If I worked up in the NE US, I would probably use them a whole lot more.


----------



## Stumper (Jun 23, 2003)

I worked without gaffs my entire career up until a year ago. Mostly it didn't matter BUT I'm hooked on my hooks for removals now. I look back and see how much harder some jobs were without them and can think of at least two jobs I walked away from that I would do without hesitation on gaffs. A lot depends on the trees and the area you live in-A lot of species are easier to move around in without spikes-as Treetx alluded to- other species are a royal pain to climb in and gaffs make them easy.


----------



## tjk (Jun 23, 2003)

I can definetly do removals faster and safer and more effciant with my spurs on.


----------



## Eagle1 (Jun 23, 2003)

*Spikes*

Spikes give you that extra leverage when chunking down.


----------



## TREETX (Jun 23, 2003)

My last time to check in on this biannual spike/no spikes debate here.

Not all trees are excurrent in form with a "stick". How are you going to spike an extremely decurrent live oak?

Excurrent = spikes


Decurrent = why use spikes?? It is like needing spikes for pruning.

There are places in the world where I would use them on almost every removal. Others where they would be pointless.

Guess I just don't like the attitude that all there is to a removal is chunking off blocks of spar. Just seems pretty specific to region and more a display of only having worked a few different regions/region types.

Have a bunch of tools in yer tool box and stay diverse.

Ya'll have fun.


----------



## Grigory (Jun 23, 2003)

At us in Russia spikes is not present. Seven years remove trees without spikes. We use convenient and simple system from two lanyards. My opinion, that on spikes in some cases, would be more convenient, is faster and easier. In Russia by removal of trees earn additionally electricians. They use such "spikes" they are suitable for trees only of some diameters.


----------



## Grigory (Jun 23, 2003)

I have question: whether Conveniently to work in spikes on inclined trees?


----------



## monkeypuzzle (Jun 23, 2003)

Here is one that I think spikes or not would be tough. Would you sit to make the cuts? Making a undercut would be tough.

These pecans can be tricky trees because of the form(decurrent).
Very difficult using a flip-line, it would be somewhere near your feet. 

I am not at all saying you couldn't remove this leader without spikes,but I would like to see how it can be done efficiently.

No nubs(limbs) to use for standing. Tie in high to central leader and maybe work it from the sides.

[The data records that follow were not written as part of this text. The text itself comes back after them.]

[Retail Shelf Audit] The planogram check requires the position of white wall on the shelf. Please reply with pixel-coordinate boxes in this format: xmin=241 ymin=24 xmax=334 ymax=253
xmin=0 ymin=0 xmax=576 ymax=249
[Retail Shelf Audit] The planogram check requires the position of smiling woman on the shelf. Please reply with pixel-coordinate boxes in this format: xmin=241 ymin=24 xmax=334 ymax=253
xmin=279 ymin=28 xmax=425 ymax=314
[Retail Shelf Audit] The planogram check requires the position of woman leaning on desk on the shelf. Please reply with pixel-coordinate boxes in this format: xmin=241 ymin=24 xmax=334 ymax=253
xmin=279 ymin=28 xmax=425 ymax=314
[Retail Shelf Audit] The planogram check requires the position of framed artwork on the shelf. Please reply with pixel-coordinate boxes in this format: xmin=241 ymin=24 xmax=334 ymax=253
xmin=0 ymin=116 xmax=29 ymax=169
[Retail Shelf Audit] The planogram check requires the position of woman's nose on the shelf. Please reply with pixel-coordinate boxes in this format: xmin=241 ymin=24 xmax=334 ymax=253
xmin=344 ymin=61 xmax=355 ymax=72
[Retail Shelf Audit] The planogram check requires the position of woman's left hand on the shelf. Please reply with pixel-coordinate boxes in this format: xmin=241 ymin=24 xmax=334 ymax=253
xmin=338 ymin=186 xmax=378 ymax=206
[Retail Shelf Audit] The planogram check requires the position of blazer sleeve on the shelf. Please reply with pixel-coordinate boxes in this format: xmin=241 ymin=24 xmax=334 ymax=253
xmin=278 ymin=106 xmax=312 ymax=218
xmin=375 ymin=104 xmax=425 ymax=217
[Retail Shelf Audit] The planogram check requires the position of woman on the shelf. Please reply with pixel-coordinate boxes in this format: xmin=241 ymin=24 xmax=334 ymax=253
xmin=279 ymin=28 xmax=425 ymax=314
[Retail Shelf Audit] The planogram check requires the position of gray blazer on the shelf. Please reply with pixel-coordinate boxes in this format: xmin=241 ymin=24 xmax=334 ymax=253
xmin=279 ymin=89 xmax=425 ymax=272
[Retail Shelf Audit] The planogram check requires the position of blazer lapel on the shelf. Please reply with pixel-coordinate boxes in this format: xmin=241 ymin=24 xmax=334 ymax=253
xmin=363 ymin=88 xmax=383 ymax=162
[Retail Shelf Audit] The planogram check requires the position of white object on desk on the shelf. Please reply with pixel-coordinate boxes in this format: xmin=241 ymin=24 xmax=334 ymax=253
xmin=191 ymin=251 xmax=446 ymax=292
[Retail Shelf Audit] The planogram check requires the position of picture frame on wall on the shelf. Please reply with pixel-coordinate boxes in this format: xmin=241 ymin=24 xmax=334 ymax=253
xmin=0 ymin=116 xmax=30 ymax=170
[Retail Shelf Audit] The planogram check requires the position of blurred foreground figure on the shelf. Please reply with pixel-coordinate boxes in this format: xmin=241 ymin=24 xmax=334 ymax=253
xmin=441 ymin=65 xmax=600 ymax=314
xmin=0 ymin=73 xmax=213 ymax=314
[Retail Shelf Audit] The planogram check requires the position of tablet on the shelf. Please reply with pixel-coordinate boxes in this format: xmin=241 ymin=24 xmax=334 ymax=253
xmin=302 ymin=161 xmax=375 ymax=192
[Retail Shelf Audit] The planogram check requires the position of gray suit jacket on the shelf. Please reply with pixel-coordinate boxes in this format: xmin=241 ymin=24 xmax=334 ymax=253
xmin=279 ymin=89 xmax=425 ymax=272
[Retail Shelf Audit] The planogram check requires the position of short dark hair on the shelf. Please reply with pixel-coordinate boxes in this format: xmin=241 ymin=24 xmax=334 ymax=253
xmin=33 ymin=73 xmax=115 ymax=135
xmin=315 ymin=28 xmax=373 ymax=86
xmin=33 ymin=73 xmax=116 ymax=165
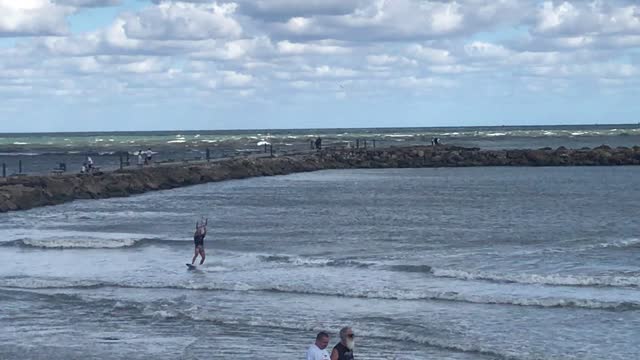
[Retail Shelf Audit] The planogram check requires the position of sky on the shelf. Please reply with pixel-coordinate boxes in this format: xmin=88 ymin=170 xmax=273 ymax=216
xmin=0 ymin=0 xmax=640 ymax=132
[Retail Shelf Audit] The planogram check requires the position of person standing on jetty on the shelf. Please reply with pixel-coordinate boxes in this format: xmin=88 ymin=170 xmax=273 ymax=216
xmin=191 ymin=219 xmax=209 ymax=265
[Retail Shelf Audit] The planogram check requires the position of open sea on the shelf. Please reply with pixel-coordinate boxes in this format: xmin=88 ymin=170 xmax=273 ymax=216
xmin=0 ymin=124 xmax=640 ymax=175
xmin=0 ymin=127 xmax=640 ymax=360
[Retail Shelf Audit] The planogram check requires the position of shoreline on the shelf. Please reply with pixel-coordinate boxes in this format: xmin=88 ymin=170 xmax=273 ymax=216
xmin=0 ymin=145 xmax=640 ymax=213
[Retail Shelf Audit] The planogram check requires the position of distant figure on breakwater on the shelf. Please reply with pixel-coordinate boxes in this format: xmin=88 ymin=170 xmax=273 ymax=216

What about all the movement rigging larger pieces, lots of shakin going on.


I say get a crane


----------



## TheTreeSpyder (Jun 23, 2003)

i've grown so used to not using spikes and habitually the strategies therof; where spikes can get in the way! Especailly in a medium, naturally well scaffolded takedown, i have no use for'em.

But for extreme large diameter vertical takedowns i use them for efficiency. Also for block and catch on the host spar, i consider them a safety factor. Or trying to race a $125/hr. crane from point to point; seeing as it is more logical to be held by a 6k device, rather than a 600k one......

Without i get around like pruning, only i can stub a branch off at any height to stand on, or even conventional knotch in spar for same. Course it is really neat if you schedule that so on the next move use that notch, alternating angles naturely to keep feet in notch out of the way, also the ground guys have more time to move stuff, to rule out 'ricochet' forces when bombing out to 2 diffrent KillZones......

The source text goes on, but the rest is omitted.